# DPC question and cowboys



## Flynnwood (19 Jul 2013)

Anyone got any experience with damp proofing? (pls see pics)

I'm helping out a retired neighbour who is redecorating his lounge. As part of the preparation for a new carpet, I discovered this magnificant "cowboy cover up" today.

20 years ago he had patio doors fitted - which were replaced 1 year ago with UPVC.

The original patio door fitters came across a problem and covered it up with a 5 foot x 6 inch length of timber, 1 inch thick, which raised the carpet somewhat. And they didn't bother to mention it.

The UPVC installers then replaced the patio doors and just used expandable foam under the bottom frame.

Result = there is NO damp proof membrane for about 5 foot by 6 inch width AND depth.

There is no DPC beneath the UPVC - just the foam!

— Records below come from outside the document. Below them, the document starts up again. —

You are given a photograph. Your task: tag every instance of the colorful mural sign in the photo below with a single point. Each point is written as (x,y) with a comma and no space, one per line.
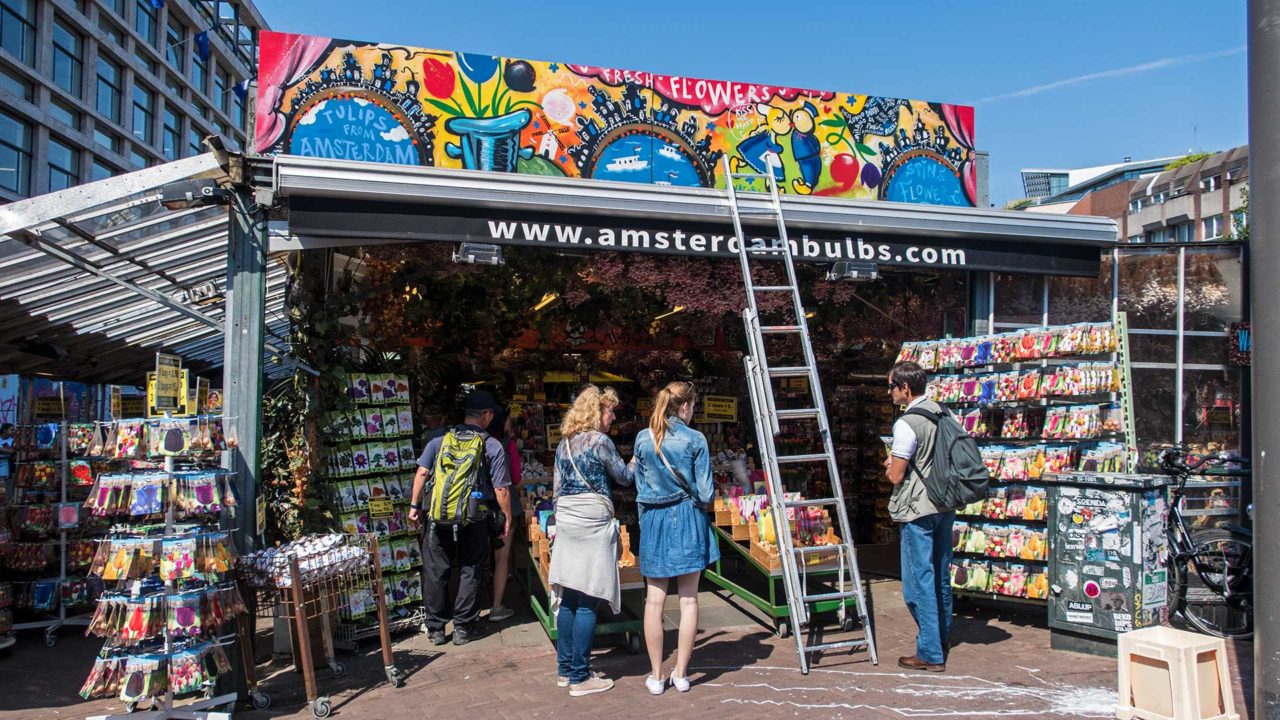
(338,99)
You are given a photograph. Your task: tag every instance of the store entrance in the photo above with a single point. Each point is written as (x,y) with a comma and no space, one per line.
(542,324)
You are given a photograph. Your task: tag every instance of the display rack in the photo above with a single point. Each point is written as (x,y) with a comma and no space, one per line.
(161,627)
(50,596)
(1041,400)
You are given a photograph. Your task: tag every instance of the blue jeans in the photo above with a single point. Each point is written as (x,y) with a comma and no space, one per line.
(926,546)
(575,627)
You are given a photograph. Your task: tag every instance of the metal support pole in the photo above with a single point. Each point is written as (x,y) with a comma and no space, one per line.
(242,365)
(1264,21)
(242,369)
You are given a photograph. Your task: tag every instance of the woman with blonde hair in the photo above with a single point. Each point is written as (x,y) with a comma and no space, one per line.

Any suggestions? I'm thinking a "U" shape of thick polythene might do it ... and would welcome any suggestions?


----------



## pip1954 (19 Jul 2013)

hi if you can see dpm that goes under concrete you could cut each end lay it down then lay new dpm on top and up in front of door frame and up at ends then concrete with a strong mix and trowl up to finish. once dry trim dpm of then lay carpet.
pip
ps at least that's what i would do


----------



## Graham Orm (20 Jul 2013)

The foam is damp proofing it's impervious to moisture, not that uPVC needs protecting. Break out the area deep enough that you can get a decent thickness of mix in or it will break up after a while with people walking over it constantly.
Create a square trough with clean edges and corners, any debris or rubble may puncture the visqueen. (possibly break floor back to expose membrane so that you can overlap). I would be tempted to use a thick visqueen rather than DPM. Fill the trough with the visqueen making sure it sits into the corners and over laps the top edges. Pour a strong concrete mix in, trowel off, trim off excess visqueen when done. Allow concrete to dry for a week at least before putting carpet over it.

It looks to me like the brickwork was removed from below a window to fit the first set of doors. In which case it may be a good idea to remove all the concrete back to where the carpet gripper is in the picture. Looks like an asphalt floor behind it which in itself is damp proof.

That skirting board looks like it may have been affected.


----------